Si años después me costó mucho trabajo terminar el bachillerato, me resultó, sin embargo, muy fácil el aprendizaje en aquel mundo que mis padres, injustos, condenaban. Eso, junto con el apoyo audiovisual de las películas de gánsteres que empezaban a sustituir las de Harold Lloyd, Fatty Arbukle y Buster Keaton, fueron conformando en mi ánimo una marcada simpatía por «los malos», que a mí me parecían los buenos, porque si mis padres me privaban de todas las cosas que me gustaban, ellos me las proporcionaban con un cariño que todavía, a veces, me conmueve.
Mi secreta aspiración, por aquella época, distaba mucho de alcanzar premios literarios. Mi más íntimo deseo, lo confieso sin pudor, era compartir con George Raft o Edward G. Robinson una celda en la cárcel de alta seguridad, en Sing Sing. Fueron, sin dudas, mis padres y mis maestros de primaria los que frustraron mi vocación.

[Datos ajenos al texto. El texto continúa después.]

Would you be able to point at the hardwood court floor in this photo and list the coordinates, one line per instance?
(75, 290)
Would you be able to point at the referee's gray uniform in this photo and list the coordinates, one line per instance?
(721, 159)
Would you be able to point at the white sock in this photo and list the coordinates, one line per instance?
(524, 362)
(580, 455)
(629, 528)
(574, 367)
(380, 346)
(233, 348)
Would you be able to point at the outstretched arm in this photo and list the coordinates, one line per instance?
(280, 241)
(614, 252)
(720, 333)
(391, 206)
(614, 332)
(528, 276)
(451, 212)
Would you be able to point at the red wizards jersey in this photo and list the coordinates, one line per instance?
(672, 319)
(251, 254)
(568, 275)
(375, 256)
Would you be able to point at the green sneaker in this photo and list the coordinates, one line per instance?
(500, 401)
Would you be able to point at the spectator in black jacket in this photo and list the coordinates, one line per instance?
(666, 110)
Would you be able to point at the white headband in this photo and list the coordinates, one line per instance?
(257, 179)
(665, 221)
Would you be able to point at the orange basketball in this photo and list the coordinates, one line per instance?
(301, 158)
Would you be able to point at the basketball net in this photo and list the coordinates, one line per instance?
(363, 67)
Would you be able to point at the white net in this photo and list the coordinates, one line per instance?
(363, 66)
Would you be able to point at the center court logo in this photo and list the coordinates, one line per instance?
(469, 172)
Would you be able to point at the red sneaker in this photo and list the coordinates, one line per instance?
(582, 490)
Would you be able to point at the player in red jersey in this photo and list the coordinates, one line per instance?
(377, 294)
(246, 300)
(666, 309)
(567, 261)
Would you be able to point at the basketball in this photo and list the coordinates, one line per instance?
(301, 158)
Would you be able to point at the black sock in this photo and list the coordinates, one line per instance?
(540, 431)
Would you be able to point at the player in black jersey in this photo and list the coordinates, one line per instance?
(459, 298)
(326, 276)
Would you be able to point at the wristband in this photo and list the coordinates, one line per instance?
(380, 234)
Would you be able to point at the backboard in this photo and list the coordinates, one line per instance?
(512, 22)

Algo me quedó, sin embargo, de aquel temprano aprendizaje: todavía puedo recitar, de un tirón, los 36 bichos de la charada china, que comienza: uno, caballo; dos, mariposa; tres, marinero; cuatro, gato; etcétera, etcétera. A veces, siento ganas de encontrarme de nuevo en el billar del café de Mauricio y dirigirme a Domingo Mecha y sus muchachos para exclamar, parafraseando a Fray Luis de León:
—Decíamos ayer...
Deseo imposible. El billar de Mauricio ya no existe. Y todos mis amigos, sin excepción, deben estar entizando sus tacos, tres metros bajo tierra, en el humilde cementerio de Quemado.